Provides examples for converting prostate MRI-US-Biopsy collection STL prostate and lesion surfaces to DICOM SEG and DICOM STL.
- STL to labelmap -- Utils folder
- labelmap to SEG DICOM -- see DEMO_Conversion_STL_TO_DICOM.ipynb
- STL to DICOM STL -- see DEMO_Conversion_STL_TO_DICOM.ipynb
The folder contains STL and labelmaps samples for prostate and lesion surfaces, used for conversion showcase. We include the already computed labelmaps from Slicer conversion, since we cannot showcase it inside Google Colab.
Contains segments metadata.json files used as input for conversion to DICOM SEG, for both lesion and prostate surfaces.
Contains example of slicer script used to convert STL files into labelmaps with reference T2W images.
The conversion Slicer script is also available in our demo github repository, here.
The terminal command run over the Slicer-based python script is provided below as an example:
<path to Slicer executable> --no-splash --no-main-window --python-script "<root-folder-path-to-script>/convert_STL_labelmap_slicer_script.py.py"
The script has pre-defined paths for the location of the STL files and the output labelmaps files, so please change these paths inside the script itself.
Mentioned scripts iterates over the STL files and finds the reference T2W image .nrrd file, used as a reference node for the output labelmap segmentations. Resulting labelmaps have the same geometry and orientation as the segmented MRI T2W image.
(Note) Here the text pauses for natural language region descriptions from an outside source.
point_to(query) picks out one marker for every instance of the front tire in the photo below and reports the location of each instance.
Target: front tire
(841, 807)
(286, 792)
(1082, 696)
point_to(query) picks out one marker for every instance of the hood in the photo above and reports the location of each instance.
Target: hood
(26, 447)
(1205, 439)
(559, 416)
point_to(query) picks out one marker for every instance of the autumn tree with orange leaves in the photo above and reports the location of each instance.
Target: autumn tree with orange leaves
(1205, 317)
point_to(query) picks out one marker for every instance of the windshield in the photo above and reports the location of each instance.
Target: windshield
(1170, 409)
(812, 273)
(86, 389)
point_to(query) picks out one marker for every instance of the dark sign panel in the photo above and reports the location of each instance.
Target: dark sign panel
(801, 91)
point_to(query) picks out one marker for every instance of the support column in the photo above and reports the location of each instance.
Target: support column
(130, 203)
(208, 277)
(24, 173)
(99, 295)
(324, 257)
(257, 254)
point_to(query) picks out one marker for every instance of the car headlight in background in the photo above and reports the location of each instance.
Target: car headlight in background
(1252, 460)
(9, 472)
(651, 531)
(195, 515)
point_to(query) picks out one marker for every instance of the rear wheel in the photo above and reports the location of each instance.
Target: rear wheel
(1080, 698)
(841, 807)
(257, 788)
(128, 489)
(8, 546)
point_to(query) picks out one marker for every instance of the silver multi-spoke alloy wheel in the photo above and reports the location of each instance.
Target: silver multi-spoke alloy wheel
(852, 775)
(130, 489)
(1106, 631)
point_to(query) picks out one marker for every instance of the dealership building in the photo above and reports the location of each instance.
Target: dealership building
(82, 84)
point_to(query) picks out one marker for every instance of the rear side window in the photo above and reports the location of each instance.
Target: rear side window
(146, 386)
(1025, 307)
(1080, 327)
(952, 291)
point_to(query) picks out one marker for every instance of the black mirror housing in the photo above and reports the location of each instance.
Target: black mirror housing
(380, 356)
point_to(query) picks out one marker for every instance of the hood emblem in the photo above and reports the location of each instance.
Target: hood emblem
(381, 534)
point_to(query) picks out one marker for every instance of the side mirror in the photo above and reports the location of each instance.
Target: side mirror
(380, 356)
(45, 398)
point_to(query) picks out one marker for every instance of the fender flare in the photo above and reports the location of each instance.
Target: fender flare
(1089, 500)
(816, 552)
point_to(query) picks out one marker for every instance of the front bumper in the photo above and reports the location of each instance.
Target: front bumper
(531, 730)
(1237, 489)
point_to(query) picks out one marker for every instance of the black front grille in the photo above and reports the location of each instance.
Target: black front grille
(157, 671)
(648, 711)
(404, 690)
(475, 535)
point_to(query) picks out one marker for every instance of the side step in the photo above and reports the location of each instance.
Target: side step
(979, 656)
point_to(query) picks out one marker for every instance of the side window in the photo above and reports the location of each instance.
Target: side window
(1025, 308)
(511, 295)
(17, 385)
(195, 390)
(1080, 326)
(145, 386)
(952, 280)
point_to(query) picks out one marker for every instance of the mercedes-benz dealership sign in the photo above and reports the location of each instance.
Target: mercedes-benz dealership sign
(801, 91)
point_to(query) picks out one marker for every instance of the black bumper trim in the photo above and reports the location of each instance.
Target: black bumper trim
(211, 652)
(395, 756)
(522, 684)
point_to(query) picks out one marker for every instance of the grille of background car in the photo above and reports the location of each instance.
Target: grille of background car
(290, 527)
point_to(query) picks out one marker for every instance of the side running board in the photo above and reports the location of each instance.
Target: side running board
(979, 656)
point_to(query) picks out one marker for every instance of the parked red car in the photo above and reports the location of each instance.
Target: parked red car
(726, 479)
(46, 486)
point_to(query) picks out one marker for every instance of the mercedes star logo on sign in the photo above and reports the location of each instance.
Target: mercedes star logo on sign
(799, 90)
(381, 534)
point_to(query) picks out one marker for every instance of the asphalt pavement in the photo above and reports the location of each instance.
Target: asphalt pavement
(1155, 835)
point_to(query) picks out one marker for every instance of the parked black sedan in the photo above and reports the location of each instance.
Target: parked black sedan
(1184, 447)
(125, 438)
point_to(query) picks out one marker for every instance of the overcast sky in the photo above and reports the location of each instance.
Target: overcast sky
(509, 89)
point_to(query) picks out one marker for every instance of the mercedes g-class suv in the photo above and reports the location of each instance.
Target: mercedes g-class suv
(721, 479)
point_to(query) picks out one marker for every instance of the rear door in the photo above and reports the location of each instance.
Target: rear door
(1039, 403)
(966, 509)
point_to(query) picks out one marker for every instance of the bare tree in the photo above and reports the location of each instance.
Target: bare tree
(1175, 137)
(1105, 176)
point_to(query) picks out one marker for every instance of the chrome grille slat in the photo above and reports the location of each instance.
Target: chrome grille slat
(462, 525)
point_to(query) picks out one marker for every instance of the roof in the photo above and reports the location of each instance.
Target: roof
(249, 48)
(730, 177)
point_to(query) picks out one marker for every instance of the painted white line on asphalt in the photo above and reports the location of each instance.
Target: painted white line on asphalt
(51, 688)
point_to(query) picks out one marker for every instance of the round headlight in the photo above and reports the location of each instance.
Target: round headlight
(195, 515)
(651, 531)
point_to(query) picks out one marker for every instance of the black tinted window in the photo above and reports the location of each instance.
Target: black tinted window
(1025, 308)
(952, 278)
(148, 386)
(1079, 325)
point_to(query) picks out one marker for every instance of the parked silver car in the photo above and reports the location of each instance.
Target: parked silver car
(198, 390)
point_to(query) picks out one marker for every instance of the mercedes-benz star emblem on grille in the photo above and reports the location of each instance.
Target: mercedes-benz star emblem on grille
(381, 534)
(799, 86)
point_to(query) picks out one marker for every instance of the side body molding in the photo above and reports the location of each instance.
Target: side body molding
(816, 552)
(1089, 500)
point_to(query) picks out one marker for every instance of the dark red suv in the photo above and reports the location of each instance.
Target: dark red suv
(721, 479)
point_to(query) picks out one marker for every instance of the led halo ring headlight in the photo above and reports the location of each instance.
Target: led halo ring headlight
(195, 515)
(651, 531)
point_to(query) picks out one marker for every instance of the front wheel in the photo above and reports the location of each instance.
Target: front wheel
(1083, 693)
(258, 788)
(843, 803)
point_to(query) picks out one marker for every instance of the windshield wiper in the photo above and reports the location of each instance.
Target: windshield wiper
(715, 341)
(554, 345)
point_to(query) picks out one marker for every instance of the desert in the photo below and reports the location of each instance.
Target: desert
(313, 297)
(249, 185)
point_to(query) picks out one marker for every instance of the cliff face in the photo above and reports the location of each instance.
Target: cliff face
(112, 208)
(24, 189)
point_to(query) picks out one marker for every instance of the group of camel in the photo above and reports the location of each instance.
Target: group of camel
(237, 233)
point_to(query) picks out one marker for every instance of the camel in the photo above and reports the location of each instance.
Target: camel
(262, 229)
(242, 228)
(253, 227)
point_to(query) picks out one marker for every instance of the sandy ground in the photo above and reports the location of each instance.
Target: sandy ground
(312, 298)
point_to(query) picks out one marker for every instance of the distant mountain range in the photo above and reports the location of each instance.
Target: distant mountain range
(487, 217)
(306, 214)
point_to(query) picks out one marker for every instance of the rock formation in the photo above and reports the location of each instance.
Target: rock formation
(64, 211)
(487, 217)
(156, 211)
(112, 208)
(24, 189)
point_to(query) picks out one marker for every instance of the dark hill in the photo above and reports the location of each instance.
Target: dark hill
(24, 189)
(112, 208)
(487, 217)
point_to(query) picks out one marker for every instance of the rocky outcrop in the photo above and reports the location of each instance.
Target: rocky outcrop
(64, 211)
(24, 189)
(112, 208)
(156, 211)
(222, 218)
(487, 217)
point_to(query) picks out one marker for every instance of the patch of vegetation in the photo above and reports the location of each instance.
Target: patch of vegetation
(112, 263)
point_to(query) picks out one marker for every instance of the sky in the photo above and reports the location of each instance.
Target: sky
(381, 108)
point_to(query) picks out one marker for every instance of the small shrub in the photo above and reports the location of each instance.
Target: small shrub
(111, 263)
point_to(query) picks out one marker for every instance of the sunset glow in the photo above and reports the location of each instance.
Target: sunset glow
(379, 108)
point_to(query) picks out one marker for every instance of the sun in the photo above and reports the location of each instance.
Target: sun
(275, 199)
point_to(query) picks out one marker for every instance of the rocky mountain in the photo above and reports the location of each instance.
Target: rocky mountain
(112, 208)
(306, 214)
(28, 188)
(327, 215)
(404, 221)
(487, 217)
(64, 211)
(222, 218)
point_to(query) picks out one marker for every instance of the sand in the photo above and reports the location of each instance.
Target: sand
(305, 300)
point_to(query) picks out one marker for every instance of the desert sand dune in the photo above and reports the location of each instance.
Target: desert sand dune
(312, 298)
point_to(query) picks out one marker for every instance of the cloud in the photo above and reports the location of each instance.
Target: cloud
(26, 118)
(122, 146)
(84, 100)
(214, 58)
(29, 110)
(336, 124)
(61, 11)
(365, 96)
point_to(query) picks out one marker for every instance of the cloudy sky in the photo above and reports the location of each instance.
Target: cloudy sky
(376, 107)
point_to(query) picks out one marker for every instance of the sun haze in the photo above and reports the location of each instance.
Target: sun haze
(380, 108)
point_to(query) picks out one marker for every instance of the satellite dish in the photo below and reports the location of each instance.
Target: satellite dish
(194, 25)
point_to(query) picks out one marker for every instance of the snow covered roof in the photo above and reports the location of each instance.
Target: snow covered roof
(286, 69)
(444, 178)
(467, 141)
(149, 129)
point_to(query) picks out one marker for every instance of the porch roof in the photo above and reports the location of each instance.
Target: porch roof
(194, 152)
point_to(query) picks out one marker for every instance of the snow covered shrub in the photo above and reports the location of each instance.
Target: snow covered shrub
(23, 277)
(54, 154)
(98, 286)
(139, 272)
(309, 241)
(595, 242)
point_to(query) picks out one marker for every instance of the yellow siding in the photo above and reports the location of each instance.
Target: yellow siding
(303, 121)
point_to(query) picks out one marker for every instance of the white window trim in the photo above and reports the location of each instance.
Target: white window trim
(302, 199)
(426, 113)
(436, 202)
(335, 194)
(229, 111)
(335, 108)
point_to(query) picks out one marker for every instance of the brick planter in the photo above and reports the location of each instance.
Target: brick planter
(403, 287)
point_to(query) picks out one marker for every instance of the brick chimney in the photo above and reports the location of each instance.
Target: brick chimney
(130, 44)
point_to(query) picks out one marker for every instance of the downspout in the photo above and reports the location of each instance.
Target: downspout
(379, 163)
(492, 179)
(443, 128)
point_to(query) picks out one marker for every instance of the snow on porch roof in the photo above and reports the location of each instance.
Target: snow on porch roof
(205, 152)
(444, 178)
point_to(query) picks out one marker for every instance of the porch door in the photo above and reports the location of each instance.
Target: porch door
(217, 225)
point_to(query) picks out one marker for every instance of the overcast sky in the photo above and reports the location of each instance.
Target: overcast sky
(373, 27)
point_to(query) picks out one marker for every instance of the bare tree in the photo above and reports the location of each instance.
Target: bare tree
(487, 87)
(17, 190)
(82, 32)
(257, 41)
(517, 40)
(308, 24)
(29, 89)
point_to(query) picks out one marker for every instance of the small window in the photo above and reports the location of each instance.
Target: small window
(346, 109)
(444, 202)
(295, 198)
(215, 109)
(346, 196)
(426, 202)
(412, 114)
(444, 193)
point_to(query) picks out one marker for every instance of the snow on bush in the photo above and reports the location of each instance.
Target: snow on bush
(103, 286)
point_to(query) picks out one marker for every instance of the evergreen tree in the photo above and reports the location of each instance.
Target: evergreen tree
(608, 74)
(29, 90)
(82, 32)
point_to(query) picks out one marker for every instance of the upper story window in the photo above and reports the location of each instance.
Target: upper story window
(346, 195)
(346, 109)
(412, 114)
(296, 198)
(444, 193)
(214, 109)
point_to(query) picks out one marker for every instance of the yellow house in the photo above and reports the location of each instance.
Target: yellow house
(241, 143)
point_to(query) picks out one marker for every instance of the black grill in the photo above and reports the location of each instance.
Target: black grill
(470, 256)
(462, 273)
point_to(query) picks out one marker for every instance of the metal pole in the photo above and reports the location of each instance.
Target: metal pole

main_stl_seg_to_dcm.ipynb notebook gives an overview of the conversion steps and how to reproduce the results.
demo_conversion_stl_to_dicom.ipynb is supporting the implementation of the M3D DICOM modality in QIICR for Slicer3D use.
- STL To labelmap : Slicer3D
- labelmap to SEG DICOM : dcmqi 1.2.4
- STL to DICOM STL : dicom3tools
Please see TCIA website and Imaging Data Commons for additional details/visualization of the T2W MRI images considered for annotations conversion.
A zenodo publication will follow shortly, where 1017 prostate annotations and 1311 lesions were converted from STL to DICOM SEG/STL and publicly available. A final step will be the publication of these annotations in the Imaging Data Commons platform.